Federal Reserve Bank of Minneapolis President Narayana Kocherlakota said a widening gap between low inflation and the Fed’s 2 percent target for price gains may endanger the central bank’s credibility on meeting its mandate.

“We’re creating risks for ourselves on the credibility front,” Kocherlakota told reporters today after a speech in St. Paul, Minnesota. “If inflation continues to be persisting below 2 percent, people’s beliefs that it will get back to 2 percent will start to erode, so then their belief about what our target is for inflation will start to slide downwards.”
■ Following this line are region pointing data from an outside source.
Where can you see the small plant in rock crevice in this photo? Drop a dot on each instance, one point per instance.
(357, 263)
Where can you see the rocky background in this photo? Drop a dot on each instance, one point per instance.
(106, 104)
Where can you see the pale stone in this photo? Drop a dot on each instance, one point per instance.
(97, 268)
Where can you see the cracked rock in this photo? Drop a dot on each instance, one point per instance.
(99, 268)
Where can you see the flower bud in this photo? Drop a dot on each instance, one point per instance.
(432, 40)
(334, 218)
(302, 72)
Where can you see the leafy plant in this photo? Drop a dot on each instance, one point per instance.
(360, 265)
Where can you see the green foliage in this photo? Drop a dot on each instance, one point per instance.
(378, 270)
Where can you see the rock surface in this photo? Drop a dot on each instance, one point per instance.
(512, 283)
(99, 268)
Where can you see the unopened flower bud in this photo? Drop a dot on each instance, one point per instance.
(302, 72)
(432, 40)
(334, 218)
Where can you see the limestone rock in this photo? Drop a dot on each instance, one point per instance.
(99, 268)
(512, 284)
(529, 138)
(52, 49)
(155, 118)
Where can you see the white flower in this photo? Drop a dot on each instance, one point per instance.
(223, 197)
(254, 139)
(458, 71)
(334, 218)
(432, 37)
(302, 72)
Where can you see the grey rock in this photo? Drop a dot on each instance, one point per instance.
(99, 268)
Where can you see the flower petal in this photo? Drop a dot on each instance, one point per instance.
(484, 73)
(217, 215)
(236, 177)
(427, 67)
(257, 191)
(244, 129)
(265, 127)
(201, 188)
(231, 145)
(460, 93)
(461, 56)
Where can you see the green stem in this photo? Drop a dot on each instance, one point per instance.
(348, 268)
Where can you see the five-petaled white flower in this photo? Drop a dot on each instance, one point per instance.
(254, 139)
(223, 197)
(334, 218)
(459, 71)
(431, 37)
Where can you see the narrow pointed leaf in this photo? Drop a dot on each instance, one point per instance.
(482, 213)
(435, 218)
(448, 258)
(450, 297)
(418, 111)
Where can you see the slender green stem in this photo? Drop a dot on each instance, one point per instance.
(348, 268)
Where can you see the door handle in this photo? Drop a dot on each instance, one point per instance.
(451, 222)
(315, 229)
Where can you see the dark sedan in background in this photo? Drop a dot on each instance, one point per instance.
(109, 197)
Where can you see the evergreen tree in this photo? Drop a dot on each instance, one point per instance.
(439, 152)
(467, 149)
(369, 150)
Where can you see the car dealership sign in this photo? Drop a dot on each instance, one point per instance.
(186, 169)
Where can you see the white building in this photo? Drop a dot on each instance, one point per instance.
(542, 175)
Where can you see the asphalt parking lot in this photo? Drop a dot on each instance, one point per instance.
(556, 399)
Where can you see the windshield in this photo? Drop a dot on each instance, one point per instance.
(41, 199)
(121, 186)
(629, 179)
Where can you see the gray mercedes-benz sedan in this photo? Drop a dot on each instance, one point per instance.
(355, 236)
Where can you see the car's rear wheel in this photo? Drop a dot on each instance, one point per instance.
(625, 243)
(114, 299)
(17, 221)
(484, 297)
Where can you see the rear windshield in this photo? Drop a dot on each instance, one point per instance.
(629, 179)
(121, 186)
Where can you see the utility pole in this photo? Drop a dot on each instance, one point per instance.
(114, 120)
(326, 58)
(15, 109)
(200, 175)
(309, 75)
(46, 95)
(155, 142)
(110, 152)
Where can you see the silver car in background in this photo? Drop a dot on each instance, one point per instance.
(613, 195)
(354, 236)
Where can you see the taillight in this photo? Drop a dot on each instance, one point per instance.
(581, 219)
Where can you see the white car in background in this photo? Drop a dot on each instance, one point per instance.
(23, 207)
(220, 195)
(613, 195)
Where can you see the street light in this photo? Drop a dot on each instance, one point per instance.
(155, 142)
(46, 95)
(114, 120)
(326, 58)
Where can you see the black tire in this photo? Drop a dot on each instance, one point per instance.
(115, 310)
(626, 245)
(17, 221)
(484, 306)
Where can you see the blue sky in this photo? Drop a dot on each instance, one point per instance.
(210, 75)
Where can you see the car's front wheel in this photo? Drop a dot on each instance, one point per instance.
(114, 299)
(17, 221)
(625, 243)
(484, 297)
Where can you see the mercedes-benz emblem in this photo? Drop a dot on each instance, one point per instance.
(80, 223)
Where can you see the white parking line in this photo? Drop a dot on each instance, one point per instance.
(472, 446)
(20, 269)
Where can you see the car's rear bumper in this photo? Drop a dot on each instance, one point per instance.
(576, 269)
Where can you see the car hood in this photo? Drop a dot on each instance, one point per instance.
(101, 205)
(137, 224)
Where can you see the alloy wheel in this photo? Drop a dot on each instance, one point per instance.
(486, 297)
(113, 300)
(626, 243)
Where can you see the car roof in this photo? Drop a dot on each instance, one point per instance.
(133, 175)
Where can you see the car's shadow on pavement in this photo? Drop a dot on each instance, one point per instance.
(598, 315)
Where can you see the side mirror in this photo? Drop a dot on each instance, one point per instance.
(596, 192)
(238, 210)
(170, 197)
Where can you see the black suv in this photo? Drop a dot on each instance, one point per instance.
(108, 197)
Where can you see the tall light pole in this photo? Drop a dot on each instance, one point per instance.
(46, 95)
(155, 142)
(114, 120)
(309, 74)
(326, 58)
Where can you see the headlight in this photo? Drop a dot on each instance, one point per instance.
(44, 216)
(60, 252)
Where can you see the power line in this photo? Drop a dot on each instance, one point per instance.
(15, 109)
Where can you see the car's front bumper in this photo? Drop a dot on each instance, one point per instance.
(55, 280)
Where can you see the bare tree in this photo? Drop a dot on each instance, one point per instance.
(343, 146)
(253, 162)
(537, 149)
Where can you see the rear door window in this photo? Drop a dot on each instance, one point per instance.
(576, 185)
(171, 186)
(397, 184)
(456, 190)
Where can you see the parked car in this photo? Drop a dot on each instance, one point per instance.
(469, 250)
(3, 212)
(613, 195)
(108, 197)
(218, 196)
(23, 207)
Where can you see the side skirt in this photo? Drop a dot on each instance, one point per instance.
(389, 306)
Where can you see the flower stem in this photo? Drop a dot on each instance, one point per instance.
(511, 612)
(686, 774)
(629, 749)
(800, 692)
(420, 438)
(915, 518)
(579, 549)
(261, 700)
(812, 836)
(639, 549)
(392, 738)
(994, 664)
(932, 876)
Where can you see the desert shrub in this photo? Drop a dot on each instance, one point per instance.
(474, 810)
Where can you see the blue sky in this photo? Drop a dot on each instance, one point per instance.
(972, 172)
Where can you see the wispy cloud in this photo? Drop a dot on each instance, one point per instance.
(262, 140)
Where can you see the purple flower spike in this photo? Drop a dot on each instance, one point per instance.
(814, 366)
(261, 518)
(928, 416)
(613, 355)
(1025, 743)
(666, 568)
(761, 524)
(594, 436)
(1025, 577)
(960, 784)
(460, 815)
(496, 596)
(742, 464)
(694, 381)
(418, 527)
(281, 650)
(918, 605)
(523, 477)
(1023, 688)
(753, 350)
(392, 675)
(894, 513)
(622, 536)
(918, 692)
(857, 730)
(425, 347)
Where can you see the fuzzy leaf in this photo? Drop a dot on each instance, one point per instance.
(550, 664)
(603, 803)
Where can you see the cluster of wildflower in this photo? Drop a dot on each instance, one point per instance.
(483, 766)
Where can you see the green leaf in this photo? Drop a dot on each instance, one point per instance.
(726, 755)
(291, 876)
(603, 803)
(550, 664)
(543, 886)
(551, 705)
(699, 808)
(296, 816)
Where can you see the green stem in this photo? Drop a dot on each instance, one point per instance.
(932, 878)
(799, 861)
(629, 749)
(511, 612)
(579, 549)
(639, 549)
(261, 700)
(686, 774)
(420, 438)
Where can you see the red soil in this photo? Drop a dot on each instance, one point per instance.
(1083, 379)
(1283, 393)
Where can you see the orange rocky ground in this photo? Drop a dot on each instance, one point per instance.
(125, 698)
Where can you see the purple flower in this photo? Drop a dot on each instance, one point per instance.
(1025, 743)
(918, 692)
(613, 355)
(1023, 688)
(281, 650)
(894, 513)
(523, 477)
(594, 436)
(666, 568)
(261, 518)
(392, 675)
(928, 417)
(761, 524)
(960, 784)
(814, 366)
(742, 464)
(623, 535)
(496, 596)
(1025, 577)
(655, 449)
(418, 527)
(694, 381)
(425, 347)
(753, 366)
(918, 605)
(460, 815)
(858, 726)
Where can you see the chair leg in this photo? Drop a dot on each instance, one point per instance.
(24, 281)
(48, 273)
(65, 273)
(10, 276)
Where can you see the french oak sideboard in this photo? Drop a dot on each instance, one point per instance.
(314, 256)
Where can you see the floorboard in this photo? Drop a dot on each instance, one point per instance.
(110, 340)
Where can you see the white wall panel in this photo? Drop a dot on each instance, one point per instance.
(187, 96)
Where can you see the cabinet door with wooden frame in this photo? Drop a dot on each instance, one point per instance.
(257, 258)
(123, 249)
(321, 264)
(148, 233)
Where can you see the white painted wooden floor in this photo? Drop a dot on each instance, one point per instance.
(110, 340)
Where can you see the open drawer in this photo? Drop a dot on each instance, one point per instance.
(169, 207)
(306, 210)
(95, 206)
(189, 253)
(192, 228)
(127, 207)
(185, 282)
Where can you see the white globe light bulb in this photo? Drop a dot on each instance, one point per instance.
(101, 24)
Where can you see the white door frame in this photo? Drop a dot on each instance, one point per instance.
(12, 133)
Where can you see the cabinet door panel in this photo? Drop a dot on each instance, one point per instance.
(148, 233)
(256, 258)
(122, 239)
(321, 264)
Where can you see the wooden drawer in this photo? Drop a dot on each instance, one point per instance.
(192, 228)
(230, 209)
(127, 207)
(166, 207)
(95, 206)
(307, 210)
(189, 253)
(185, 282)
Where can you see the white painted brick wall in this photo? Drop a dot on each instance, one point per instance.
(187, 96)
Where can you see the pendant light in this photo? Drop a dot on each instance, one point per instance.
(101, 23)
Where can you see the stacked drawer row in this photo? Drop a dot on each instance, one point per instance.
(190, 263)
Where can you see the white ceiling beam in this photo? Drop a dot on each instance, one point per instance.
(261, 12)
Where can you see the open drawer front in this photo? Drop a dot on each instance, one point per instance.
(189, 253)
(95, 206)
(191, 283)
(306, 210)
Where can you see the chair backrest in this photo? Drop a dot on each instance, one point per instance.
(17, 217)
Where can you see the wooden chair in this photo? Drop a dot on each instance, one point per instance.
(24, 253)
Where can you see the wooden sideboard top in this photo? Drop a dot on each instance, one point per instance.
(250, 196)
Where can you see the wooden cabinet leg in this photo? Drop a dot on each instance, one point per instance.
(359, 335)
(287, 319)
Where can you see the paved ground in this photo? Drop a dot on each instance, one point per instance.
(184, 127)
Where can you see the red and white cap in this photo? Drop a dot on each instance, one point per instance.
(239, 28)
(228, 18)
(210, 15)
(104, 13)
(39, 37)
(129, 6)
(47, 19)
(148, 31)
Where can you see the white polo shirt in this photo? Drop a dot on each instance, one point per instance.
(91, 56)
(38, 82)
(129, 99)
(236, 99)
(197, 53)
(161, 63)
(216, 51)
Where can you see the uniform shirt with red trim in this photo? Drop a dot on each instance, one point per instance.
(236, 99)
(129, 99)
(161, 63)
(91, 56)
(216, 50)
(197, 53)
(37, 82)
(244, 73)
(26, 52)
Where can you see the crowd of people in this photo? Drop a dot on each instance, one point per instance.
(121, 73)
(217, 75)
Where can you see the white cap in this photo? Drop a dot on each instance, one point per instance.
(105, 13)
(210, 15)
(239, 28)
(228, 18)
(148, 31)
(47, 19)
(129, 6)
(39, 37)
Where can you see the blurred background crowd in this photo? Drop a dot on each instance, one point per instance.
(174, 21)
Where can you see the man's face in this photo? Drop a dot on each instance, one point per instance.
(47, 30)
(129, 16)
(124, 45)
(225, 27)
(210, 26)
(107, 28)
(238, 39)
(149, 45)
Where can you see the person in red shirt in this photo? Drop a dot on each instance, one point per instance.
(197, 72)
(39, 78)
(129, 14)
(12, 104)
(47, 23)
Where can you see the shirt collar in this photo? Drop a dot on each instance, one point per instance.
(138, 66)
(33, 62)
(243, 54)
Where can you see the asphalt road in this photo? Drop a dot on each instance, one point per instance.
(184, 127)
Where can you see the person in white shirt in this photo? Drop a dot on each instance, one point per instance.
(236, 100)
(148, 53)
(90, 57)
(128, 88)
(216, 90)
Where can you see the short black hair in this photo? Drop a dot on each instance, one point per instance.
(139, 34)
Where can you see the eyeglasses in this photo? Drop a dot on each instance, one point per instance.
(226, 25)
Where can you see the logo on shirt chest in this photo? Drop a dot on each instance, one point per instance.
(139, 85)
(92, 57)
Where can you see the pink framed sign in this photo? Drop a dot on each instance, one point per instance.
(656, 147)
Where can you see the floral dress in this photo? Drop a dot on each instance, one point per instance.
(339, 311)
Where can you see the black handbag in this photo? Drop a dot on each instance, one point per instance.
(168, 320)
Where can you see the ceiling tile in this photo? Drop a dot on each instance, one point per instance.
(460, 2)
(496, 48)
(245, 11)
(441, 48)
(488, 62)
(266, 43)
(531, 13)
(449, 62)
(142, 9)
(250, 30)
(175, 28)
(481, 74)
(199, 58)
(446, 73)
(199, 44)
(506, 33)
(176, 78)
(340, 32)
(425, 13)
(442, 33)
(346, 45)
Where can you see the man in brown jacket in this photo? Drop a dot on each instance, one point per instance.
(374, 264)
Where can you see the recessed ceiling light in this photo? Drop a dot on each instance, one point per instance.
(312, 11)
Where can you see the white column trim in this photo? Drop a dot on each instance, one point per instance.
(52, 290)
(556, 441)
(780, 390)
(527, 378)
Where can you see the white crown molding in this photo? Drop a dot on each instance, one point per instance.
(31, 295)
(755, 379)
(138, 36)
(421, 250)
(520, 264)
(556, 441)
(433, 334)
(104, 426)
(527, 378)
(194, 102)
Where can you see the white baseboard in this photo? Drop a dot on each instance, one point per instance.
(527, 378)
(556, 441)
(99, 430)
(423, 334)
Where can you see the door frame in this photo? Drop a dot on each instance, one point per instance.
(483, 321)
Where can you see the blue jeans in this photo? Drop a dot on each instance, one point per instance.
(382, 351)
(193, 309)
The personal consumption expenditures price index, the central bank’s preferred price gauge, increased 1.4 percent in September from a year earlier and hasn’t exceeded the 2 percent target since March 2012. The highest reading in the past year was 1.7 percent in May.

Low inflation damages an economy if it becomes sustained deflation, which can sap demand by encouraging consumers to delay spending in the expectation of lower prices in the future.

Fed credibility is crucial to avoiding this trap, because well-anchored inflation expectations “are the heart of what makes monetary policy effective at combating adverse shocks,” said Kocherlakota.

He voted against the last policy statement of the Federal Open Market Committee on Oct. 29, saying it doesn’t do enough to ensure inflation rises back to the Fed’s objective.

Kocherlakota in his speech today repeated that he doesn’t expect the pce price index to return to 2 percent until 2018.

‘Sluggish’ Outlook

“This sluggish inflation outlook implies that, at any FOMC meeting held during 2015, inflation would be expected to be below 2 percent over the following two years,” he said in the speech text. “It would be inappropriate for the FOMC to raise the target range for the fed funds rate at any such meeting.”

The Minneapolis Fed chief also told reporters he is concerned that declines in market-based measures of inflation expectations, as well as “slippage” in the Philadelphia Fed’s Survey of Professional Forecasters for inflation, may show belief in the Fed’s commitment to its inflation goal is fraying.

A report published yesterday by Vasco Cúrdia, a senior economist at the San Francisco Fed, suggests it’s more probable that inflation will remain below the central bank’s 2 percent inflation goal than rise above it.